For the wind prediction, we will use a Sklearn Linear predictor. 

In [None]:
# build a PowerPredictor object
wind_predictor = PowerPredictor(standard_plant=True)

# use a SkLearn Linear Regression estimator
lin_reg = EndaSklearnEstimator(LinearRegression())

# train the estimator
wind_predictor.train(train_wind, estimator=lin_reg, target_col="load_factor")

# predict
pred_wind = wind_predictor.predict(forecast_wind, target_col="load_factor")
pred_wind

### Solar prediction

for the solar prediction, we can use a linear regression model, or even a naive recopy model, still using a standard power plant approach. Note that this is only made for the purpose of this example, because such a naive estimator is the simplest one we can think of. 

In [None]:
# build a PowerPredictor object
solar_predictor = PowerPredictor(standard_plant=True)

# train the estimator
solar_predictor.train(train_solar, estimator=EndaEstimatorRecopy(period='1D'), target_col="load_factor")

# predict
pred_solar = solar_predictor.predict(forecast_solar, target_col="load_factor")
pred_solar

## Getting back to power prediction

To get back to power prediction, we simply need to use the installed capacity field and multiply it by the load factor to find again the power (kw)

In [None]:
# we start by merging again the installed_capacity (kw) field
prediction_river = merge_stations_and_features(forecast_river.loc[:, ["installed_capacity_kw"]], pred_river)
prediction_wind = merge_stations_and_features(forecast_wind.loc[:, ["installed_capacity_kw"]], pred_wind)
prediction_solar = merge_stations_and_features(forecast_solar.loc[:, ["installed_capacity_kw"]], pred_solar)

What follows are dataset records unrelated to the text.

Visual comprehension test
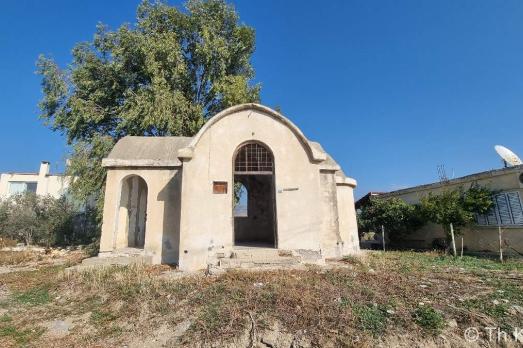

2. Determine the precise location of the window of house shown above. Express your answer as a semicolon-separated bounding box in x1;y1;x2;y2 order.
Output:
9;181;37;195
476;192;523;226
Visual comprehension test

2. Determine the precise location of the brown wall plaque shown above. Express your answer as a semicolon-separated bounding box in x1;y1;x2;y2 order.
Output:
212;181;227;194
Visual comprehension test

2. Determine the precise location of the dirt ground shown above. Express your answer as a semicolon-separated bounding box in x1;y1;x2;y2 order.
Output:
0;250;523;347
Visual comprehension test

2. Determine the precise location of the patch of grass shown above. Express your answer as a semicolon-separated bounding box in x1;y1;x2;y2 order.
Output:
12;287;50;306
0;313;13;323
0;251;43;266
0;325;45;346
91;310;117;325
353;305;388;335
412;305;445;334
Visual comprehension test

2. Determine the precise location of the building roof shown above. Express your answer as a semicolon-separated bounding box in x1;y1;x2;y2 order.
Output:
355;192;383;209
383;164;523;196
102;136;192;167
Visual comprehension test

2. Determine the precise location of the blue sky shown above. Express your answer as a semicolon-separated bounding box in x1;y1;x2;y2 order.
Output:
0;0;523;196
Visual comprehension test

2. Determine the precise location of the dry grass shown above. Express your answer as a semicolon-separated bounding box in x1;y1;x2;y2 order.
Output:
0;252;523;346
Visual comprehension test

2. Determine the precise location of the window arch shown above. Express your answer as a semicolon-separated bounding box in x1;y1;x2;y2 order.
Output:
234;142;274;174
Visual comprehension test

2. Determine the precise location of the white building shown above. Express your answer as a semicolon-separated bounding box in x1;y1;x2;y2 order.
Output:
0;161;70;199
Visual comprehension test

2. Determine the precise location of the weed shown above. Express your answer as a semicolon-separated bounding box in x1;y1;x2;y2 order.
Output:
353;305;388;335
91;310;117;325
412;306;445;334
0;313;13;323
13;287;50;306
0;325;45;345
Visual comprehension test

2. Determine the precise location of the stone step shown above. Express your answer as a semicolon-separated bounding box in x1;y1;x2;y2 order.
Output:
231;248;292;260
82;255;152;266
219;256;300;269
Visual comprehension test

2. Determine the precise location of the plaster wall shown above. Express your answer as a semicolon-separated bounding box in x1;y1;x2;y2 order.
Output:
100;168;182;263
180;110;323;270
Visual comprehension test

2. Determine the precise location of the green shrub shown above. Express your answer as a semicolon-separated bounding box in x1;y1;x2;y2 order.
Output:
13;288;50;306
353;305;388;335
412;306;445;334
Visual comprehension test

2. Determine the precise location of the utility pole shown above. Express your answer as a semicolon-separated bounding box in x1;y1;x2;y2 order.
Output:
450;223;457;257
381;225;385;251
498;225;503;263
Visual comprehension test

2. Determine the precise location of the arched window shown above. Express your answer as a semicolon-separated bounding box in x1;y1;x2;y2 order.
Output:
118;175;147;248
234;143;274;174
233;142;277;247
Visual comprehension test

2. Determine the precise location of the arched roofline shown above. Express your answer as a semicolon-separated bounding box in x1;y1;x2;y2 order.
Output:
178;103;327;162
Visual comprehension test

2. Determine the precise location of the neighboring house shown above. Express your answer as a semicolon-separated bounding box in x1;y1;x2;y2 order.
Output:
100;104;359;270
0;161;70;199
370;165;523;254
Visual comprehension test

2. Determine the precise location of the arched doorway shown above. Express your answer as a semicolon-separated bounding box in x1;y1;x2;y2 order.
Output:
118;175;147;249
233;142;277;247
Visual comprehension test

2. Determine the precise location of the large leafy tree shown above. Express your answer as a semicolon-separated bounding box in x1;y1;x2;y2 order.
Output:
37;0;260;213
421;185;495;239
358;197;423;242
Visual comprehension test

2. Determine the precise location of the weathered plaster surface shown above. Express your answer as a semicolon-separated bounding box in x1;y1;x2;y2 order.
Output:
101;104;359;270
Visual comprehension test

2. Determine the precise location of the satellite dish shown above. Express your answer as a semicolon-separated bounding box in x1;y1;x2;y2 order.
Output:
494;145;523;167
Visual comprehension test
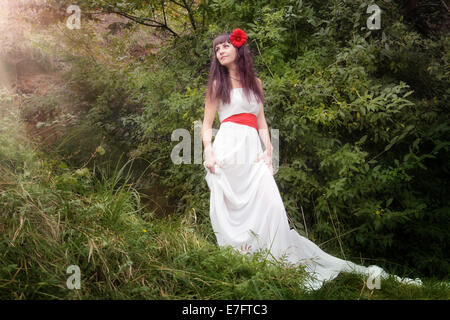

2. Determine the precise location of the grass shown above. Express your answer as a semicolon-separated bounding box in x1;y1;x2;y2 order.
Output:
0;91;449;300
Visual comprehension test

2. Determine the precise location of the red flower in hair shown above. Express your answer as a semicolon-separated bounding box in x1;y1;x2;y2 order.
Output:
230;28;247;48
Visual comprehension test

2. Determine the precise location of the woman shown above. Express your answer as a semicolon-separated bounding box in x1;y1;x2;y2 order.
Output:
202;29;421;289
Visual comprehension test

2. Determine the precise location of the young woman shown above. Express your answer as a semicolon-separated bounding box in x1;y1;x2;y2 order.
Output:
202;29;421;289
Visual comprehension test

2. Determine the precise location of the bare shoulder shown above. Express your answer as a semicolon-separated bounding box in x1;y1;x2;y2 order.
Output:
256;77;263;92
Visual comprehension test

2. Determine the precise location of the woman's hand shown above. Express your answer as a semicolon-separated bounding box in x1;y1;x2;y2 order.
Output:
204;152;221;173
255;149;273;175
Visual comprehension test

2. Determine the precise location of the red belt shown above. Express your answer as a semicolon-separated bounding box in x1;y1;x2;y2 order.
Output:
221;113;258;130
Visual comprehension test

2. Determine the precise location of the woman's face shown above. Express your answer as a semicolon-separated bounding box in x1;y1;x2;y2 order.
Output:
214;42;237;66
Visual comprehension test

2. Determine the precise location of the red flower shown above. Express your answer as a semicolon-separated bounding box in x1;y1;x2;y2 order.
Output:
230;28;247;48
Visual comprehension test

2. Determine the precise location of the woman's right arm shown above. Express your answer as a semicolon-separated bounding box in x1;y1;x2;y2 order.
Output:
202;84;219;173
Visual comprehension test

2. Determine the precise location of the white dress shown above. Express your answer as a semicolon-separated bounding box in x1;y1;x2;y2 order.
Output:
203;88;421;290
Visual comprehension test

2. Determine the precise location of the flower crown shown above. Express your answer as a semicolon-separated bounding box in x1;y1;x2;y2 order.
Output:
230;28;247;48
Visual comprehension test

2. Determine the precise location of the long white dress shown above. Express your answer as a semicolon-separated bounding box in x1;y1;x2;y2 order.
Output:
203;88;421;290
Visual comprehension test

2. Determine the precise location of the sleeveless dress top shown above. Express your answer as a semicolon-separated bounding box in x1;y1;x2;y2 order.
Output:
217;88;262;122
203;88;421;290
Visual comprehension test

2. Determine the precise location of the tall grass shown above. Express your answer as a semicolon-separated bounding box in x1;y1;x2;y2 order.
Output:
0;88;449;299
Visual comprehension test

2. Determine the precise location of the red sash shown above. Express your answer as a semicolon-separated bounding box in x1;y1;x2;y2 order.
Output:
221;113;258;130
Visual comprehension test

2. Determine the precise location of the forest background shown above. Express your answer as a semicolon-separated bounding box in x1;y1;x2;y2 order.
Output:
0;0;450;299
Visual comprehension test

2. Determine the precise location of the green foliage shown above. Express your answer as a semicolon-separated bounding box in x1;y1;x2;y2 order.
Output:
5;0;450;299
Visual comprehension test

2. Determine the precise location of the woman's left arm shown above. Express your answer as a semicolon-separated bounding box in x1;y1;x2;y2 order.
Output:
256;78;273;156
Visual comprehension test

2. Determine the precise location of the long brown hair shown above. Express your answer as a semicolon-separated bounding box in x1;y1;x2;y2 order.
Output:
207;33;264;103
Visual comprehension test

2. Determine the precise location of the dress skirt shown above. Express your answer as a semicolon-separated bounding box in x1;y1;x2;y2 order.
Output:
204;122;422;290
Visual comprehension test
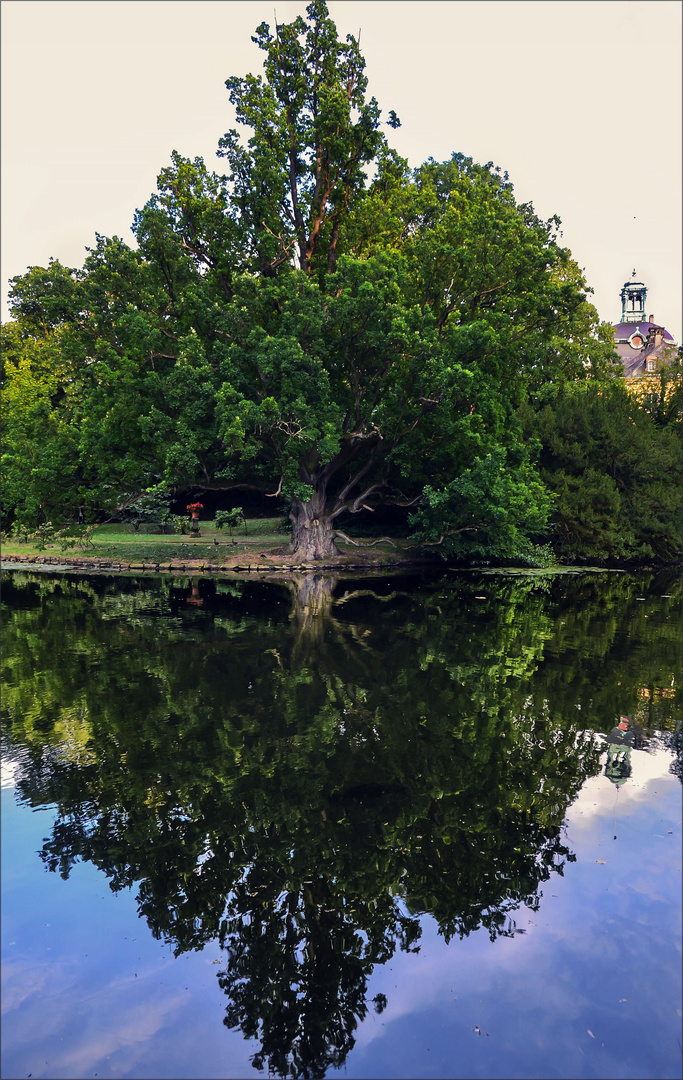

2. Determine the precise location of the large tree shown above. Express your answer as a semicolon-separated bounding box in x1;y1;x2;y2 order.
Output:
1;0;611;558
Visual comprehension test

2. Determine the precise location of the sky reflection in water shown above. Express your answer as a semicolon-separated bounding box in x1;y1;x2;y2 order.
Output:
2;565;682;1080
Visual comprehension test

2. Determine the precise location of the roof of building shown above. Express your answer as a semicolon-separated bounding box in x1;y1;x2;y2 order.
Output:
612;320;673;342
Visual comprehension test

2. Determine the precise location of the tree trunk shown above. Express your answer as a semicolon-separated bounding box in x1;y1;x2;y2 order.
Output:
290;492;339;561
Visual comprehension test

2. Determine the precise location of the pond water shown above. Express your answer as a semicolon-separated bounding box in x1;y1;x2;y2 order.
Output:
2;571;682;1080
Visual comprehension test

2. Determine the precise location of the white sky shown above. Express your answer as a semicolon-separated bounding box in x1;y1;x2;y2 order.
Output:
1;0;683;341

prediction_load_factor = [prediction_river, prediction_solar, prediction_wind]

prediction_wind

In [None]:
# wrapper around compute_power_kw_from_load_factor
# We drop the load_factor information during that step.
def compute_power_kw_wrapper(df):
    return enda.PowerStations.compute_power_kw_load_factor(
               df, 
               installed_capacity_kw='installed_capacity_kw', 
               load_factor='load_factor',
               drop_load_factor=True
           )           

predicted_data = (compute_power_kw_wrapper(pred) for pred in prediction_load_factor)
predicted_wind, predicted_solar, predicted_river = predicted_data
predicted_river

## Conclusion 

We have been able to build a simple prediction using (or not) a standard power plant approach for a portfolio of plants of different types. It is possible to go further, notably performing a backtesting to explore the performance of the algorithms.